Wage growth has taken a step up during Trump’s Presidency, but fell off a bit in 2019. Economists have expected wage growth to be stronger as the economy recovered from the Great Recession, but it seems to be stuck at around 3%.

 

Dow 30 Industrials

Dow 30 Industrials

The Dow has risen over 10,000 points

The Dow 30 Industrials has risen over 10,000 points or just under 60% since Trump was elected. While this is positive for a portion of Americans, two major reasons the stock markets have risen the past three years is due to the tax cuts (but they are helping to balloon the federal budget deficit) and the Federal Reserve keeping interest rates low and flooding the markets with cash (due to concerns about the economy’s growth rate). These have led to valuation multiples increasing while company profits were flat last year.

 

S&P 500

S&P 500

The S&P 500 has also benefited from the Fed

The S&P 500 has risen just a bit less in percentage terms than the Dow. The gains are largely driven for the same reasons as the Dow, but one interesting aspect is that the $1 trillion market cap companies (Apple, Microsoft, Amazon, and Alphabet/Google) have had an outsized influence on the index. Just like the Dow, the Fed lowering interest rates and flooding the economy with cash has led to higher valuation levels while company profits were stagnant last year. The markets will need earnings growth to rise significantly this year.

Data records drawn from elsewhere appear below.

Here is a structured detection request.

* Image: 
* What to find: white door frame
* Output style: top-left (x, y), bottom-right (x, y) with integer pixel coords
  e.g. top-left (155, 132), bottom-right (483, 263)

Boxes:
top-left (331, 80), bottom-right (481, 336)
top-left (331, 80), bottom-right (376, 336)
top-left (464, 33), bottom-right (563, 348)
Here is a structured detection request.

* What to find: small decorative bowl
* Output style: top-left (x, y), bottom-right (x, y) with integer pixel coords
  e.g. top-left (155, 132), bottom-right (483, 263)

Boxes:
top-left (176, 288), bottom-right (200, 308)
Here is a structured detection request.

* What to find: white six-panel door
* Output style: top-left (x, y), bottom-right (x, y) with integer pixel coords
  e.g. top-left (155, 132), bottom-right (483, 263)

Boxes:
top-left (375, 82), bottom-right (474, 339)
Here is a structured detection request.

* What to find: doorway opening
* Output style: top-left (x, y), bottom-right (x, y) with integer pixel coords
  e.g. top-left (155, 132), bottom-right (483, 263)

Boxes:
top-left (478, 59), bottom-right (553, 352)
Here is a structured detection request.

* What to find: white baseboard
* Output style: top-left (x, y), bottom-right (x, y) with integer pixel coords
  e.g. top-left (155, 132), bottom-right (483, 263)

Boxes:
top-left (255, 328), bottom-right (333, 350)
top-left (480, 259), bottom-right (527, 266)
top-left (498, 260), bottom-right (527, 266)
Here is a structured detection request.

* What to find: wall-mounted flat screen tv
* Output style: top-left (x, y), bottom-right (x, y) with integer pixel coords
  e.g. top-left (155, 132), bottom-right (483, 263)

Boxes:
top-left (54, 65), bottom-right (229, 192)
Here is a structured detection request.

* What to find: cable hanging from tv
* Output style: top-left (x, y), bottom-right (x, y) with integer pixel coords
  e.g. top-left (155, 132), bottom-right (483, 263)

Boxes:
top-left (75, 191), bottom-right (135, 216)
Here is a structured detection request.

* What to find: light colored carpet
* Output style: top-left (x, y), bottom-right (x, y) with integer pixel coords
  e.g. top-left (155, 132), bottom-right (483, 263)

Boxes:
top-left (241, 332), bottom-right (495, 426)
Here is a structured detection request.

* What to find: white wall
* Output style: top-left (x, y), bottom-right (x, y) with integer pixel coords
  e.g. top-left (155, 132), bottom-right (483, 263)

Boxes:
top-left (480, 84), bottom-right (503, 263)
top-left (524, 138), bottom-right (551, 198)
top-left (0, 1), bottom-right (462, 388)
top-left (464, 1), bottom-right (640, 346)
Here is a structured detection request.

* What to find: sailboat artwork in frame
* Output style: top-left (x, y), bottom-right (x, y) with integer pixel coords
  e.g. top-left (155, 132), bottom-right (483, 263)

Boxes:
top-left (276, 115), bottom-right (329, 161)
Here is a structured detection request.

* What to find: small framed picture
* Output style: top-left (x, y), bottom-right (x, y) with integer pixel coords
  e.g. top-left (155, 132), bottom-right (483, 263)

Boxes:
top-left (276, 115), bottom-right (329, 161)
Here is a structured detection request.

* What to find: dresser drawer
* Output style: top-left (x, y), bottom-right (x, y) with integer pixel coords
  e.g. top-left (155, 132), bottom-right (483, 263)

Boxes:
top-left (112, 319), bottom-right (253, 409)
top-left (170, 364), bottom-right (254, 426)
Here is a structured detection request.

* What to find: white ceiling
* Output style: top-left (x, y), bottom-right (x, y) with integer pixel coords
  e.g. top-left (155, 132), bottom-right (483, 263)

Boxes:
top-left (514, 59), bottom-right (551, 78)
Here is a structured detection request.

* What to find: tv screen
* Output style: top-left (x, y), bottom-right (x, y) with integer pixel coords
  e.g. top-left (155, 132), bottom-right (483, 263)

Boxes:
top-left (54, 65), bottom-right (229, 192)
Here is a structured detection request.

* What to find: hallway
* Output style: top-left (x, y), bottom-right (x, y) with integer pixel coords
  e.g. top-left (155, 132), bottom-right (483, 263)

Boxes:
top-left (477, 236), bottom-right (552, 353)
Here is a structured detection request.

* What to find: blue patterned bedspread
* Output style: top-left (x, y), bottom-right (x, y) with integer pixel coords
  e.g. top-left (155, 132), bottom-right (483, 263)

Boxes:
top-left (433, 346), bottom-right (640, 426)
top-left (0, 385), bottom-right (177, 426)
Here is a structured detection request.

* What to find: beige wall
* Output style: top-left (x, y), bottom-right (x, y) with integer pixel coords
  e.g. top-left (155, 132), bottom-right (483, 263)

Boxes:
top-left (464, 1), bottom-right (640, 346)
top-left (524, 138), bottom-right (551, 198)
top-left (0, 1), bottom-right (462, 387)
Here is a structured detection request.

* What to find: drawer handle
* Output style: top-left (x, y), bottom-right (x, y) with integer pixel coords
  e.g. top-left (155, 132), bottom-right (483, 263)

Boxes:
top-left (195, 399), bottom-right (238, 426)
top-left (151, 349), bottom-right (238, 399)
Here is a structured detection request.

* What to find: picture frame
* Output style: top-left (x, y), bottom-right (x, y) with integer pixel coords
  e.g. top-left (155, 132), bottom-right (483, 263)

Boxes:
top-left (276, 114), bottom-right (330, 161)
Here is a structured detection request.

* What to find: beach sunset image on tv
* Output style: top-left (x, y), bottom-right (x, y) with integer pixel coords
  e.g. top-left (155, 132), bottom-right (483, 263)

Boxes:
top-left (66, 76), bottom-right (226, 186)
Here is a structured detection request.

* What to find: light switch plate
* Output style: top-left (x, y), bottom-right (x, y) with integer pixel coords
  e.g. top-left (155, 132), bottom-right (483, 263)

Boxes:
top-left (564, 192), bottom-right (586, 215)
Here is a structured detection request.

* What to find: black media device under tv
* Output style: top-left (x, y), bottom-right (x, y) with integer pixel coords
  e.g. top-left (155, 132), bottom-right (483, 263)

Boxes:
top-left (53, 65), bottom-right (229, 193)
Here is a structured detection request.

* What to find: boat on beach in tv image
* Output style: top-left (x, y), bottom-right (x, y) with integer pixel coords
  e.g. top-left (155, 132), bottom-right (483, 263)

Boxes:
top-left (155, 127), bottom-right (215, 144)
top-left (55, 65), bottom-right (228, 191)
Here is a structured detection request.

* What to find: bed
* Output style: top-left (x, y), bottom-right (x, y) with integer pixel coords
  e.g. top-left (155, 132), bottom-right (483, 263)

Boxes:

U.S. Federal budget deficit

U.S. Federal budget deficit

Federal budget deficit ballooning above $1 trillion

The Federal budget deficit has increased over 68% in Trump’s three years in office and is expected to exceed $1 trillion in 2020 and beyond. This is in direct contrast to his statements that it would be easy to eliminate not just the deficit but also the Federal debt.

At $1 trillion it will be the largest budget deficit in history, except when there is a recession, and even without another downturn it is projected to be over $1.7 trillion in 2030. If, and more likely when, there is another recession the deficit could easily top $2 trillion.

U.S. trade deficit

U.S. trade deficit

 

Trade deficit has grown despite the trade wars

During Obama’s eight years in office the trade deficit ranged from $384 billion in 2009 due to the Great Recession to $550 billion in 2011 as the U.S. economy recovered earlier than the rest of the world. Under Trump the trade deficit has grown to over $600 billion the past two years despite trying to decrease it via the trade wars he has started.

U.S. Goods exports to China

U.S. Goods exports to China

U.S. goods exports to China have fallen, hurting companies and farmers

After Canada and Mexico, China is the third largest buyer of U.S. goods. A result of Trump’s trade war with China is U.S. companies and farmers selling fewer goods to it. After peaking in 2017 at $130 billion, goods exports to China have fallen $23 billion or 18% to $107 billion in 2019. One group that has been especially hard hit is soybean farmersas their exports to China have fallen almost $20 billion over the past two years. 

The Phase One deal includes very ambitious goals for China to buy U.S. agricultural products. These were going to be very hard to achieve under the best of circumstances, but with the Wuhan coronavirus there are already rumblings that these won’t be met.